During system exception and recovery, in the Running Link Diagram:

  • The cluster runs the link graph or alarms to detect exceptions
  • Trigger problem tracing automatically or manually
  • Abnormal components, abnormal links, and severity can be sensed by the colors of components and interactions in the cluster running link diagram
  • Click the abnormal number of components in the cluster running link diagram to obtain the associated abnormal details, or jump to the log or tracing system for manual query
  • Determine plans to be executed and associated components based on exception details or platform prompts
  • Execute contingency plan (block problem or restore service) in cluster Running link diagram
  • Confirm the effect of plan execution by the colors of components and interactions in the cluster operation link diagram
  • End problem tracing automatically or manually

The following items are recorded during problem tracing:

  • issue
  • The time when the exception occurs
  • Actions performed during exception handling
  • Run snapshot
  • The time of abnormal recovery

Data model and competitiveness analysis

Data models are a vehicle through which stability assurance best practices can be iterated, shared, and applied. Common insights and scenarios can be standardized into services, and personalized insights and scenarios can be described through fixed structures and then implemented using common controllers.

Data model to form insight + plan stability guarantee service, the technical core is:

  • Insight into the model
    • Key issues:
      • How to gain insight into cluster stability?
      • How to gain insight into business iteration efficiency?
  • The data model
    • Key issues:
      • How do YOU define valid and extensible data descriptions?

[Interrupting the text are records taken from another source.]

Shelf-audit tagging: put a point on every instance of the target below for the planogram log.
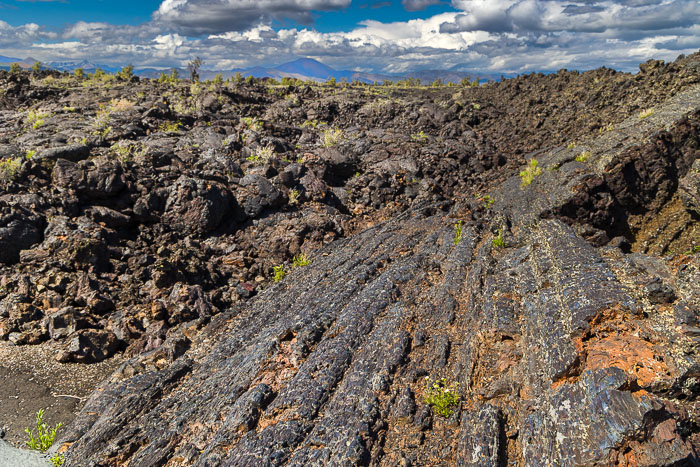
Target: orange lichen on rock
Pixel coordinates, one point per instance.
(629, 353)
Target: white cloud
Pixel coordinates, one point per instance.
(507, 36)
(219, 16)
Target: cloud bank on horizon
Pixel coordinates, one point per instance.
(496, 36)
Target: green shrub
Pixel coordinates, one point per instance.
(294, 197)
(170, 127)
(252, 123)
(9, 168)
(645, 114)
(443, 398)
(279, 272)
(498, 241)
(331, 137)
(45, 435)
(126, 73)
(530, 172)
(458, 233)
(583, 157)
(420, 136)
(299, 261)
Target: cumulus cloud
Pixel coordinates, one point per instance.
(416, 5)
(483, 35)
(217, 16)
(537, 16)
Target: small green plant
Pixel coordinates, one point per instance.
(420, 136)
(312, 124)
(443, 398)
(331, 137)
(645, 114)
(262, 154)
(294, 197)
(170, 127)
(45, 435)
(583, 157)
(498, 241)
(126, 73)
(279, 272)
(36, 118)
(299, 261)
(531, 171)
(9, 168)
(252, 123)
(458, 233)
(486, 199)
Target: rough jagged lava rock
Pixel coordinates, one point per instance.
(150, 225)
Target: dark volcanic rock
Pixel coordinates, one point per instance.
(176, 222)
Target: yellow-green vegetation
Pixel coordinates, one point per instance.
(44, 439)
(45, 434)
(120, 105)
(252, 123)
(312, 124)
(172, 78)
(442, 397)
(331, 137)
(583, 157)
(420, 136)
(262, 154)
(498, 241)
(645, 114)
(458, 233)
(299, 261)
(170, 127)
(486, 199)
(36, 118)
(279, 272)
(294, 197)
(531, 171)
(9, 168)
(126, 73)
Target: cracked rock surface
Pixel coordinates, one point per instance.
(564, 311)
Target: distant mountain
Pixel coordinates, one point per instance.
(304, 69)
(87, 67)
(310, 69)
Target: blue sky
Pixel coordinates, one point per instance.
(367, 35)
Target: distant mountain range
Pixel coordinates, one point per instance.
(303, 69)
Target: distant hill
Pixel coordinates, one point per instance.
(304, 69)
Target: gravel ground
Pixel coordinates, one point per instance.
(32, 379)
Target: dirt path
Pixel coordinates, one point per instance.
(32, 379)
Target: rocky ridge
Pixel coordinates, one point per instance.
(156, 250)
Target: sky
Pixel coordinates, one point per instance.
(392, 36)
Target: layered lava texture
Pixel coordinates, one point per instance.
(534, 242)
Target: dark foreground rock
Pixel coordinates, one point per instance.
(564, 352)
(561, 305)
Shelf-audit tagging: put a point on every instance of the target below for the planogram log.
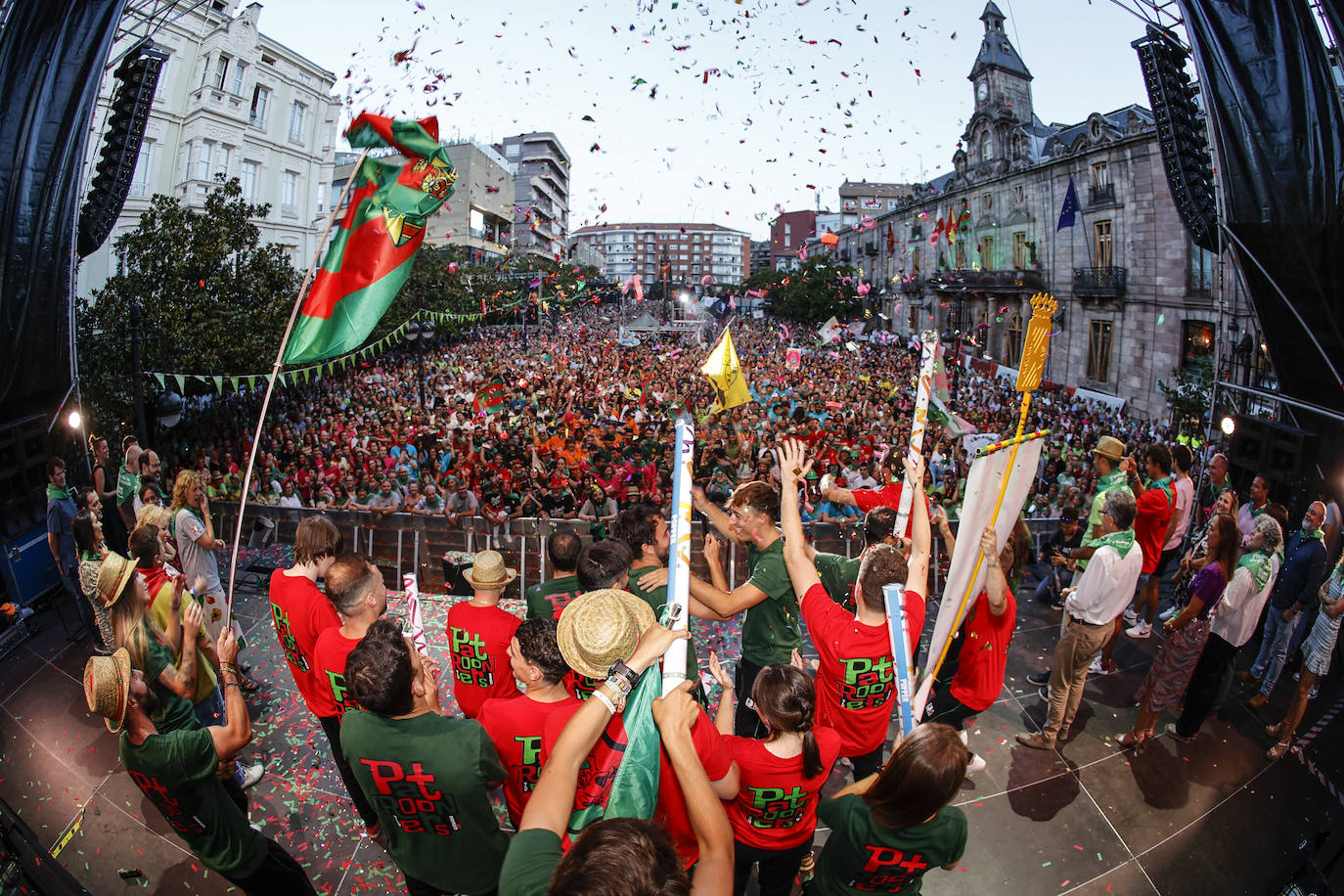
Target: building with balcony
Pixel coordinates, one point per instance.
(230, 101)
(1136, 294)
(541, 191)
(682, 252)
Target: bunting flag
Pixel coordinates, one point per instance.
(1070, 208)
(489, 399)
(725, 374)
(371, 254)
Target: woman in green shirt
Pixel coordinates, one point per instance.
(890, 828)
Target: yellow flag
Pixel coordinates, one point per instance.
(725, 374)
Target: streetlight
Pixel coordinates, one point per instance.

Based on the technical core, iterations can be carried out around the following competencies:

  • Insight into
    • global
    • digital
    • visualization
  • The efficiency of
    • Shortest operating path
    • Minimum operating cost
  • The advanced nature
    • Process best practices

summary

With the Spec specification of seven data models, we can represent insights + scenarios based on a structured description. With this as the core, we continuously iterate on the practice and understanding of stability assurance to accelerate business iteration. Further expansion, it is also possible to feed the business in the direction of development based on this model.

If you are interested, welcome to communicate in the comments area.